To brie The Cheese Club or not to brie The Cheese Club? That is the question.
While it may sound a little cheesy, that is the deliberation Matthew Riel, ’22, and Student Senate are working through.
Riel said he has always been passionate about cheese, and upon coming to Lehigh in the fall he learned there was a possible interest for an on-campus club dedicated to cheese.
“The initial way it got started was for my birthday, I decided to hold a cheese tasting for my friends,” Riel said. “They all really enjoyed it and were very surprised. They didn’t realize you could have this many different types of cheese and aging could impact it this much. Afterward, I was thinking about it and how nice it would be if the school could fund this because there really is an audience for it.”
A few weeks later, Riel presented in front of Student Senate, advocating for the club to go from a trial club to a registered.
In the beginning of the fall semester, 30 people were interested and a month later it held its first cheese tasting event.

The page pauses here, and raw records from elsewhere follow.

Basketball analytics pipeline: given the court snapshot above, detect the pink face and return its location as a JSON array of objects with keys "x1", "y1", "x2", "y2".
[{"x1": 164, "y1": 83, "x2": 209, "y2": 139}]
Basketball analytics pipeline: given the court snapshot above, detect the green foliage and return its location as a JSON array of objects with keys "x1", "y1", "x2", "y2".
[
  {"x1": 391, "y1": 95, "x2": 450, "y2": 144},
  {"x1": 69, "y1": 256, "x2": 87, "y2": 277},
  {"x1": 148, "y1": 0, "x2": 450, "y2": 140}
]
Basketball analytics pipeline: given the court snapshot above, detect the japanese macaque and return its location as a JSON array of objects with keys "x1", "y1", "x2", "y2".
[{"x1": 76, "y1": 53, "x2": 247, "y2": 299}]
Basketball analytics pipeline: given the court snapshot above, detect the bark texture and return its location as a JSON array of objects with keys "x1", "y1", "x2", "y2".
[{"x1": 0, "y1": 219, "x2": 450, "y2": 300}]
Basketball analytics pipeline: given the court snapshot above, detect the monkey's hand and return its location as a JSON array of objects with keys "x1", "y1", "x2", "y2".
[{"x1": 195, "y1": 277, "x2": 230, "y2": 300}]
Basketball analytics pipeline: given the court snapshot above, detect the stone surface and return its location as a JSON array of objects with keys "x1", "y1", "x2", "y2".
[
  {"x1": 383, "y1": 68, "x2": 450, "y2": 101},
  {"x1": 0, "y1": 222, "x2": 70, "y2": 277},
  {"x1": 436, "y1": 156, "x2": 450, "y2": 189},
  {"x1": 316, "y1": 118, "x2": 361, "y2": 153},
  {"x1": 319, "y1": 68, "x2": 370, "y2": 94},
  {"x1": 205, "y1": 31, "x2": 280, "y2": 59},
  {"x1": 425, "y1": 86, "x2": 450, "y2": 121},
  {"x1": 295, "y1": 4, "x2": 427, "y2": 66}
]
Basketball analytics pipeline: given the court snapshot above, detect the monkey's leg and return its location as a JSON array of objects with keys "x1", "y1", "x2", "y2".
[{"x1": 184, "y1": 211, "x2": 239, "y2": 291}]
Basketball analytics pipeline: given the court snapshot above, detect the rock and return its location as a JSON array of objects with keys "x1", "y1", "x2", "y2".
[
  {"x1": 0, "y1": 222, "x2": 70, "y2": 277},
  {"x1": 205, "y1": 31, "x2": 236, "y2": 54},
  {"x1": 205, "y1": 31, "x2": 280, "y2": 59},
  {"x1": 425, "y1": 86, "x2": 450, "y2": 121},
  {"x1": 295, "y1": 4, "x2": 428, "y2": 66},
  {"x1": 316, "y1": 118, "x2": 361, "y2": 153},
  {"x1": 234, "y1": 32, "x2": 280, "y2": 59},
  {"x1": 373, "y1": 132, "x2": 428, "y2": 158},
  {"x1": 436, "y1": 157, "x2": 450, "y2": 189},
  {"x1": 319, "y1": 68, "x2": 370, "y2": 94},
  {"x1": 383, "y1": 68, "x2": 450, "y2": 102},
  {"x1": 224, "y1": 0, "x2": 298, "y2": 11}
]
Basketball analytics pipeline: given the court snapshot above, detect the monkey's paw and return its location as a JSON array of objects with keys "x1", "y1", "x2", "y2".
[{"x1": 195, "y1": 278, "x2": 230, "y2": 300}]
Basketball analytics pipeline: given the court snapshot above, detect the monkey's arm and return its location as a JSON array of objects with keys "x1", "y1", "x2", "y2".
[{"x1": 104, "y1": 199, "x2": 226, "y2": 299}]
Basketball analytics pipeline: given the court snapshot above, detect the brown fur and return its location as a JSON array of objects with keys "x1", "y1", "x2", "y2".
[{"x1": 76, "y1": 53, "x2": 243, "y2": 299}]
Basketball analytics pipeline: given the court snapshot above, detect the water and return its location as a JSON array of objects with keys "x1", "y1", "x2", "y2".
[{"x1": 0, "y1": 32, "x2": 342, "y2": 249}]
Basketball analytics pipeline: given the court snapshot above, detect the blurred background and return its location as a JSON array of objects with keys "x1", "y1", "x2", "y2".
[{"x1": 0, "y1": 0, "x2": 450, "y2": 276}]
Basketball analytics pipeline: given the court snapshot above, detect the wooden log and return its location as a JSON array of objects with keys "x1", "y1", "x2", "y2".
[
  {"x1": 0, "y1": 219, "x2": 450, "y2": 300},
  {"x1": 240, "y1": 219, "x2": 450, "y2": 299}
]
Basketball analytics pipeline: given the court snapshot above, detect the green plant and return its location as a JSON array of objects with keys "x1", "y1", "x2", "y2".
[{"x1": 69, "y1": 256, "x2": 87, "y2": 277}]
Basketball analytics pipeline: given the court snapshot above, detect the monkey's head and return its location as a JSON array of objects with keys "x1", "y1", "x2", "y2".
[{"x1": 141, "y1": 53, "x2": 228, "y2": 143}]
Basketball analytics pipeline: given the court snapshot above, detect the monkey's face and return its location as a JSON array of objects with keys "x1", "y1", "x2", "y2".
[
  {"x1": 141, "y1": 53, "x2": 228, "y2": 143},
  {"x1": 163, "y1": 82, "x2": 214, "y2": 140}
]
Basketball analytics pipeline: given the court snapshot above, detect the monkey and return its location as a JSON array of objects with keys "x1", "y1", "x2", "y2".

“We pulled in over 100 people to the event, it was beautiful. It was a massive cheese tasting. We had people come business casual, there was live cello music and all different types of cheese in the UC. It was a really fun time,” he said.
Right now, the cheese club remains a trial club and does not yet have full recognition.
Student Senate President Zach Vinik, ’20, said to become a registered club after being a trial club, you have to fulfill your club mission to the best possible ability.
“So it’s ‘do they meet that mission, are they engaging their members, and if so how,'” Vinik said. “We look for this in a couple of different ways, such as do you have large scale events and are your members involved in the planning of these events, such as setup and participation beyond just being present. There needs to be more of an intentional involvement.”
Sophia Closter, ‘21, club affairs chair for Student Senate, said to become a fully recognized club, members must be engaged and able to speak about their club involvement.
This requirement wasn’t apparent yet to The Cheese Club and is why it remains a trial club, Vinik said.
“If there’s a place and demand for your club at Lehigh we will give you full recognition,” Closter said. “So after you present, you will either continue as a trail club or gain full recognition, but we will never tell a club, ‘No you can’t exist,’ but instead, let’s continue the trial period and help you find your groove.”
Closter said Student Senate can help trial clubs and answer questions they have along the way.
Vinik said Student Senate tries to make sure clubs are getting to where they need to be so they can stay involved and active for years to come.
Riel said The Cheese Club is working closely with Student Senate to gain full recognition. The club has nine board members but are opening up another five spots. Cheese Club is planning a large upscale event for May.
“Basically, we look forward to continuing to provide a really fun and unique social opportunity,” Riel said.
He said he regards the cheese tastings in a very high manner, getting excited about different varieties and ages of the cheese. More than this, he views it as a place where people can gather with friends, hang out and even try new foods.
Closter and Vinik said students should be aware of how easy it is to create clubs and that a lot of students don’t understand the process to create one.
“I feel like this is a really good example of a group of students that said, ‘I have these interests that I think a lot of other students would really enjoy, and I can make a club out of this,’” Vinik said. “The more this happens the more we get really awesome and impactful organizations.”
Riel said he wants the community to know that The Cheese Club is open to all students, even lactose intolerant ones.